Time-resolved RNA sequencing

Time-resolved RNA sequencing methods are applications of RNA-seq that allow for observations of RNA abundances over time in a biological sample or samples. Second-Generation DNA sequencing has enabled cost effective, high throughput and unbiased analysis of the transcriptome.[1] Normally, RNA-seq is only capable of capturing a snapshot of the transcriptome at the time of sample collection.[1] This necessitates multiple samplings at multiple time points, which increases both monetary and time costs for experiments.

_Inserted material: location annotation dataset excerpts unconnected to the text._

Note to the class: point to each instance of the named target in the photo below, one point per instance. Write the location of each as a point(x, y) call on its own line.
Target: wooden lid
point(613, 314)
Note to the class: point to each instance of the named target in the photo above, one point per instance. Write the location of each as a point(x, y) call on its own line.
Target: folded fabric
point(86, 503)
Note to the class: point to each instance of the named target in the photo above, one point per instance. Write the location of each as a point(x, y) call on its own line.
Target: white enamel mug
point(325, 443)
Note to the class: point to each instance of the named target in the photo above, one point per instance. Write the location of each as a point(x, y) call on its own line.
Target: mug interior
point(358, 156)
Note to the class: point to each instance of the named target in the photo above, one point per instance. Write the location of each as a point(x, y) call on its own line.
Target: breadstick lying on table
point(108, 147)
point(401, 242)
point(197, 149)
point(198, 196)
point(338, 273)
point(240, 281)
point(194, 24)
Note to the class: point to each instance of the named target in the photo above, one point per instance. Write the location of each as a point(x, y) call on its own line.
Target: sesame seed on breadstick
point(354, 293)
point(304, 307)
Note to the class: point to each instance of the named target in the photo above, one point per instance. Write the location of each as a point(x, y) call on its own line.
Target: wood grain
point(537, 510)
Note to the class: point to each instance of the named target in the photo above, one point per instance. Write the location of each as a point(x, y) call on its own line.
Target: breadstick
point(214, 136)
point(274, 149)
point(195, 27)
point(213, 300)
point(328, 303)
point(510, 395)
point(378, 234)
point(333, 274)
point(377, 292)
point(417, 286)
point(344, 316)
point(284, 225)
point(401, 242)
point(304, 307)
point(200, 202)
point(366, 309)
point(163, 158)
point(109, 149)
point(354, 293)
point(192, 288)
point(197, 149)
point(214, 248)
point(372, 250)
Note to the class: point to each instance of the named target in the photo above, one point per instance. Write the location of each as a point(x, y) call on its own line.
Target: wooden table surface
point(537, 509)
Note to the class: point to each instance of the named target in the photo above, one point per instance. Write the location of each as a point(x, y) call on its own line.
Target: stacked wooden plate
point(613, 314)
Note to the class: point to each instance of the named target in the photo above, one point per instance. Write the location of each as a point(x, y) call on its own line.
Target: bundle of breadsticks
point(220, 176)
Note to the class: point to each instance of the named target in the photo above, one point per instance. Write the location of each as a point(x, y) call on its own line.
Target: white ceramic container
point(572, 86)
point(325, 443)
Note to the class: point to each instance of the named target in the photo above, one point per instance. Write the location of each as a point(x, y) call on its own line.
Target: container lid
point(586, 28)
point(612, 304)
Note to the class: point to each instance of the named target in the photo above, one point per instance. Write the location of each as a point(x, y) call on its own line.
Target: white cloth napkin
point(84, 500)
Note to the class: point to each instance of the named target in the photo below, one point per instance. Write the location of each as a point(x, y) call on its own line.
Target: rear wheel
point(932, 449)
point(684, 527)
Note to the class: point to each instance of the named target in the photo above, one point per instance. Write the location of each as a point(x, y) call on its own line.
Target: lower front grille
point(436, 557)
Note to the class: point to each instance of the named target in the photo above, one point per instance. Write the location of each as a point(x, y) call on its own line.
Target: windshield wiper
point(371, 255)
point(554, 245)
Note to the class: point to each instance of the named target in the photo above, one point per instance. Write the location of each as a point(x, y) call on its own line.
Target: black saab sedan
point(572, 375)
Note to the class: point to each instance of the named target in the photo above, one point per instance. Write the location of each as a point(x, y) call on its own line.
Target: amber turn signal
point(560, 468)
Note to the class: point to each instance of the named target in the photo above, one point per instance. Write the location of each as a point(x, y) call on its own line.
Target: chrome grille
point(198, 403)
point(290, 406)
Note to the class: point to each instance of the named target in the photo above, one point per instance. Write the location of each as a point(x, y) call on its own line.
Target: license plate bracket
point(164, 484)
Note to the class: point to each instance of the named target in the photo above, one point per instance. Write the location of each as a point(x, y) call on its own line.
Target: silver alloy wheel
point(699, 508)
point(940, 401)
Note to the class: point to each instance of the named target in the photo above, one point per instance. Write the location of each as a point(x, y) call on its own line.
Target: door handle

Methodological and technological innovations have allowed for the analysis of the RNA transcriptome over time without requiring multiple samplings at various time points.

Background

edit

While DNA encodes all of the functional elements of life, the information encoded must be converted into functional form. Following the central dogma of molecular biology, messenger RNA encodes genetic information for producing proteins, which, alongside functional RNA carry out the majority of cellular processes required for life.[2] Changes in RNA abundance may be used as a measurement of changes in cellular behavior, such as heat stress, infection by virus, or oncogenesis.[3] Knowledge of how the transcriptome changes during cellular processes allows for greater understanding of the exact mechanisms underlying these processes.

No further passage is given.